Damit würde Thüringen weiter links regiert, obwohl es im Land keine linke Mehrheit gibt. Eine Koalitionsvariante blendete das ZDF-Wahlstudio interessanterweise nicht ein, obwohl es sonst alle Möglichkeiten durchspielte, sogar die von Linkspartei und CDU und, von Bettina Schausten immer wieder in Interviews ins Spiel gebracht, Linken, Grünen, SPD und FDP. Die fehlende Variante: AfD, CDU und FDP käme ebenfalls auf eine Mehrheit. Allerdings schließen nicht nur Mohrings CDU sondern auch die Freidemokraten eine Koalition mit der AfD aus. Es kommt dazu: in keinem anderen Land fällt die politische Distanz zwischen dem AfD-Spitzenmann – also Björn Höcke – und den Politikern der Mitte-Parteien so gravierend aus. Eine Umfragezahl des ZDF zeigt, dass sich die Parteienlandschaft unter anderen Bedingungen auch noch stärker hätte verschieben können. Immerhin 33 Prozent der befragten Thüringer unterstützen demnach die Aussage: „Die AfD ist die einzige Partei, die bestimmte Probleme beim Namen nennt“. Also deutlich mehr als diejenigen, die dann am Ende Höckes Partei tatsächlich ankreuzten.

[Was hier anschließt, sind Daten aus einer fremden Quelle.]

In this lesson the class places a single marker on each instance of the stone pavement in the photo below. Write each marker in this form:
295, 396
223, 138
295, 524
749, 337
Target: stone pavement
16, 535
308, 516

Vor der Wahl hatte Friedrich Merz in einer dramatischen Rede im thüringischen Nordhausen von dringend „nötigen Korrekturen“ des Parteikurses gesprochen, und das Offensichtliche festgestellt: Wenn in der Koalition in Berlin alles richtig gelaufen wäre, „dann wäre die AfD heute nicht so stark“. Der derzeit amtslose CDU-Politiker rief Sätze in den Saal, die sich durchaus als Bewerbungsrede für den Posten des Kanzlerkandidaten interpretieren lassen: „Ich bin fest entschlossen, meinen Beitrag zu leisten, dass die CDU wieder eine klare Position einnimmt zu den Fragen, wo sie früher auch klar gewesen ist“. Die Welt habe sich verändert – aber, so Merz, „es kann trotzdem sein, dass Antworten von früher immer noch richtig sind“. Zum Beispiel in der Migrationsfrage. Er nannte zwar weder die Namen Merkel noch Kramp-Karrenbauer. Aber mittlerweile kann sich auch die Parteichefin mitgemeint fühlen.

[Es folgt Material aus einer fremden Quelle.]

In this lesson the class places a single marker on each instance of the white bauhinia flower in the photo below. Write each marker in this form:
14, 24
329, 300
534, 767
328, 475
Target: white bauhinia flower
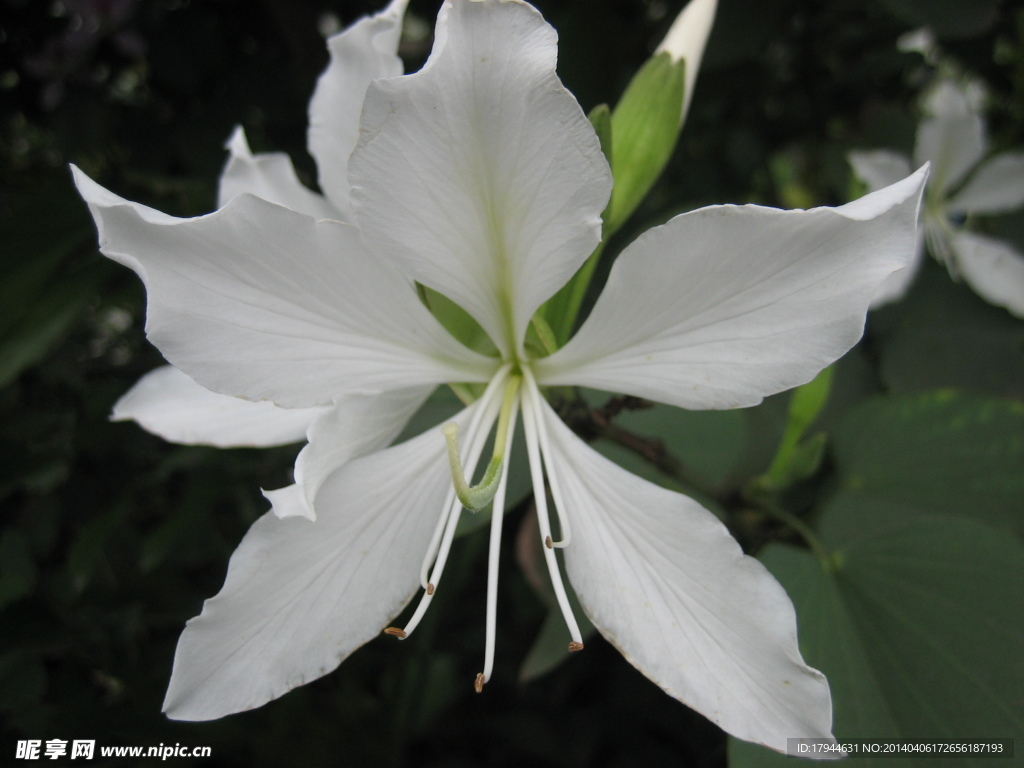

Der Chef der parteiinterne CDU-Basisbewegung Werte-Union Alexander Mitsch fordert nach dem Ergebnis der Thüringen-Wahl im Gespräch mit TE einen schnellen Abgang Angela Merkels aus dem Kanzleramt. „Die erneuten dramatischen Verluste für die CDU“, so Mitsch, „liegen hauptsächlich in der Bundespolitik begründet. Auch die Tatsache, dass der Linksblock mit Linke, SPD und Grünen die Mehrheit verloren hat, zeigt, dass die Wähler immer lauter nach einer Politikwende insbesondere in der Einwanderungspolitik rufen. Die muss jetzt mit einem zeitnahen geordneten Wechsel im Kanzleramt begleitet werden.“
Eine Zusammenarbeit der CDU mit der Linkspartei, die manche Unionspolitiker wie der schleswig-holsteinische Ministerpräsident Daniel Günther schon früher ins Spiel gebracht hatten, nennt Mitsch „politischen Harakiri und Verrat an der Geschichte“.
Schwierig wird es für die CDU, vor allem in Berlin. Aber auch das ist – eigentlich – nicht kompliziert.